Spike's Bitches 42: Which question do you want me to answer first?
[NAFDA] Spike-centric discussion. Lusty, lewd (only occasionally crude), risqué (and frisqué), bawdy (Oh, lawdy!), flirty ('cuz we're purty), raunchy talk inside. Caveat lector.
Oh, hon. It's really hard -- really, really, go get yourself a stiff fucking drink hard. And then when that wears off, remember that you were just as frustrated when you were under contract and unable to sell things you wanted to work on until you'd finished your obligations to Dial.
(First, though? Stiff drink.)
(And no, I can't really quantify "just as frustrated" -- just that you've wanted out of it too. And no, it's not for the best in any Pollyanna way. It sucks a lot. But you're going to pick up and kick all their asses after this if anyone does.)
Oh, babe. I'm so sorry. It sounds a little like Baby Editor got told to run with something she wasn't entirely trusted to handle, in the end. You never know what kind of office politics are behind stuff like this, either.
::hugs Barb hard::
Nora, I forgot to mention how sorry I was to hear about Tom. Man, grownup life really sucks hard so much of the time. I hope he finds something quickly.
{{{Barb}}} That just sucks. I'm outraged on your behalf, and a little bit on mine, because I want to read that book!
Seconding the recommendation of a stiff drink....
{{{{{Barb}}}}} I'm so sorry.
Thanks guys-- I just veer wildly between being relieved because yes, I was frustrated, mostly because more than anything, I hate limbo. Tell me you want it or don't, but tell me something, dammit.
But at the same time, I feel like such a fucking failure.
NOT a failure.

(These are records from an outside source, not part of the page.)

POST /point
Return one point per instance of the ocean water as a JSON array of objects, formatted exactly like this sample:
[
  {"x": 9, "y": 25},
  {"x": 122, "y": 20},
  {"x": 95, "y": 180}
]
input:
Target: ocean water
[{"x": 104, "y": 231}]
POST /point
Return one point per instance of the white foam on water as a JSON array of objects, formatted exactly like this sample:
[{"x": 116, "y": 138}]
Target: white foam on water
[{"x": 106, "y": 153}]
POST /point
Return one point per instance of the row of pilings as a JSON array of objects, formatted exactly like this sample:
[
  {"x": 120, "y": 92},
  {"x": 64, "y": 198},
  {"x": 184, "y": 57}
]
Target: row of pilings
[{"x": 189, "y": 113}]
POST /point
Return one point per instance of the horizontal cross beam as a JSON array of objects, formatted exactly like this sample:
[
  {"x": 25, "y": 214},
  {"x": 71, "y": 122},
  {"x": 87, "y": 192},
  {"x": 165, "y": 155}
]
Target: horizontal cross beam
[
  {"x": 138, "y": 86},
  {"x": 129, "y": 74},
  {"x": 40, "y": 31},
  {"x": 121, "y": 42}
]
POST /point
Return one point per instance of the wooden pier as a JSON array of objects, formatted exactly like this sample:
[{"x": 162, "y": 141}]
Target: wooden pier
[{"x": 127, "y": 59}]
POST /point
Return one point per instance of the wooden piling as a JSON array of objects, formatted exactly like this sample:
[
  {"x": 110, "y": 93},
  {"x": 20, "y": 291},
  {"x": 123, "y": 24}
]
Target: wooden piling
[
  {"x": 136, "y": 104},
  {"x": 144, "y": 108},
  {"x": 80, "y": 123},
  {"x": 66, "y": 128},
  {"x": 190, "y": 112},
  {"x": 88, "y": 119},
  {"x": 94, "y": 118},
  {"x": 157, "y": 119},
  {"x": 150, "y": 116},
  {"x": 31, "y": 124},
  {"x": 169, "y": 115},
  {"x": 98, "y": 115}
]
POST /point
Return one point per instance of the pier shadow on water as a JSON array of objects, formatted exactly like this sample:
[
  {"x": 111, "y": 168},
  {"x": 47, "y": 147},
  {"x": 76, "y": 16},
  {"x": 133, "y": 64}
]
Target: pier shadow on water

I would bet lots and lots of good money that this has nothing to do with the manuscript at all.
Probably not, Amy, but I'll never really know that for sure. And that insecurity will live with me for a while. I mean, empirically, I know it's a good manuscript-- it's a good story and I gave it everything I've got.
But right now, the manuscript is the fall guy for everything else and I just... right now, I'm tired of kicking at the football. (To keep going with the Charlie Brown references.)
Oh, Barb. What a kick to the stomach.
NOT a failure, or anywhere close.
Wish you were still here so we could drown your temporary (and yes, it's temporary because wild success WILL be yours, dammit) sorrow and frustration in mojitos at Annabel's.
Oh Barb. {{{Barb}}} I am so sorry. I am thirding and/or fourthing that call for a stiff, hard cabana boy drink.
And a new dress.
Oh, shit, Barb, I'm sorry. How disheartening, after all that work and all those damn revisions--and, like Susan, I wanted to read it, damnit!